Jesus performed for His disciples this lowliest service. But the disciples could not comprehend the meaning of Jesus action. They were familiar with power struggle and warfare. For them a leader was one who exerted his power.
Warfare appears frequently in the Old Testament and represents a special category of violence. The account of Israel’s conquest of Canaan and the order to put residents of the land under the ban (to “utterly destroy” them) was a much celebrated story among the Israelites. In response to the violent acts of foreign nations, however, the prophets in turn used rhetoric that may seem to encourage or promote violence. Like the Prophets, the Psalms display violence both in descriptions of actions by powerful oppressors and in the speech of those who call on God to bring vengeance on those oppressors.
Violence was part of the contemporary history. The disciples and contemporaries of Jesus were well aware of the practice and violence in the Roman Empire. Many were killed by their own siblings or cousins in the pursuit of power. Every Ptolemy son or daughter had their own entourage, their treasuries, their own sources of power, but killed each other with impunity and regularity. 
Against this background of violence Jesus teaches his disciples a new lesson. A lesson of Humility. He teaches them that power is not to be associated with violence but with integrity. His act of humility actually cleansed their hearts of selfish ambition, killed their pride, and taught them the lesson of love.
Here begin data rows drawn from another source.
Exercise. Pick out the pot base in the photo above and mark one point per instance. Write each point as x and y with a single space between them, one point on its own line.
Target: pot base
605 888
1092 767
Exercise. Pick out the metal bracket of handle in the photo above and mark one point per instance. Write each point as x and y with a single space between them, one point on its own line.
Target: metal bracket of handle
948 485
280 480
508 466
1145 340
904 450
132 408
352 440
Our world is not different from that of the Disciples. We are living in a war torn society. The media concentrates on crimes and atrocities. There is great struggle everywhere to establish ones supremacy. Nations try to exert their supremacy by amassing by weapons capable of massive destruction. Some try to gain economic supremacy. Some try their power in the sea and space. In a different degree it is reflected among societies and individuals. Even it has found its way to the family. Father and mother try to prove who earns more, who knows more, who is more popular and who is more capable. In this struggle to establish themselves they forget values of humility, they miss the joy of surrendering before the loved ones, and they fail to enjoy little things of life.
The message of Jesus lesson of love is not familiar to our society and our children. It should begin to radiate from every Christian family. We should be humble to accept the ideas of others, to appreciate the actions of our children, to encourage the initiatives of our comrades and to recognize the potential of our subordinates.
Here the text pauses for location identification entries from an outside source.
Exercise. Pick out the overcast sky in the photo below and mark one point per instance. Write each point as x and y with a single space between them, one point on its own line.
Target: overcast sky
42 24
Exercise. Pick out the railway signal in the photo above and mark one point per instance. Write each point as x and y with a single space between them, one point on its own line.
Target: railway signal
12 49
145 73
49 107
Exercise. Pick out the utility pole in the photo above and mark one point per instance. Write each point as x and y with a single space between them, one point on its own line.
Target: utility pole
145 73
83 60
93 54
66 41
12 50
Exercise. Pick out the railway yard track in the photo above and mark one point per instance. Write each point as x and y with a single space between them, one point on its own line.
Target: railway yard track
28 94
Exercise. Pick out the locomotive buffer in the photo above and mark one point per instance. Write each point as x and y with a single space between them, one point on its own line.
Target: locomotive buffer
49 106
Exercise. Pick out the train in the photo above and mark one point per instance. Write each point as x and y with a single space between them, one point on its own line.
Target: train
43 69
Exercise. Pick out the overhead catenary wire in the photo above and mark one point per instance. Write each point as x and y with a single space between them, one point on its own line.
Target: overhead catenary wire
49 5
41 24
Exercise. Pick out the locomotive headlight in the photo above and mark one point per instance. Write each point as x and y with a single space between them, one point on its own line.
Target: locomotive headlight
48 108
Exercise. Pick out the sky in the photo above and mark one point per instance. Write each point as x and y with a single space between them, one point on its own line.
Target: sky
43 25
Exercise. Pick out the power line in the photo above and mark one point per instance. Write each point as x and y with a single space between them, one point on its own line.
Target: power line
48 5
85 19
The symbolic act of Jesus washing the feet of His disciples has been followed as a great lesson by the whole world for centuries after Jesus because it was the sum total of his teaching. The Kings commanded people to be part of the triumphal processions but people flocked of their to be part of Jesus triumphal procession on Palm Sunday. When the kings took care to dress in the best, People took of their best clothes to spread before Jesus. When the kings exhibited their booty, the crowds placed everything before Jesus. So in every sense the life of Jesus was a great success, as a leader and as a teacher. Now on this Holy Thursday Jesus commands us to follow him literally and be true leaders of His church.
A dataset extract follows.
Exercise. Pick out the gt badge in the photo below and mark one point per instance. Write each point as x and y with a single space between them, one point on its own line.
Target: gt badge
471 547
Bessie Stanley wrote the following verse as what constitutes success.
He has achieved success who has lived well,
laughed often and loved much;
who has gained the respect of intelligent men
and the love of little children;
who has filled his niche and accomplished his task;
who has left the world better than he found it,
whether by an improved poppy, a perfect poem, or a rescued soul;
who has never lacked appreciation of earth’s beauty
or failed to express it;
who has always looked for the best in others
and given them the best he had;
whose life was an inspiration;
whose memory a benediction.
May Jesus help us to make our life an inspiration and our memory a benediction.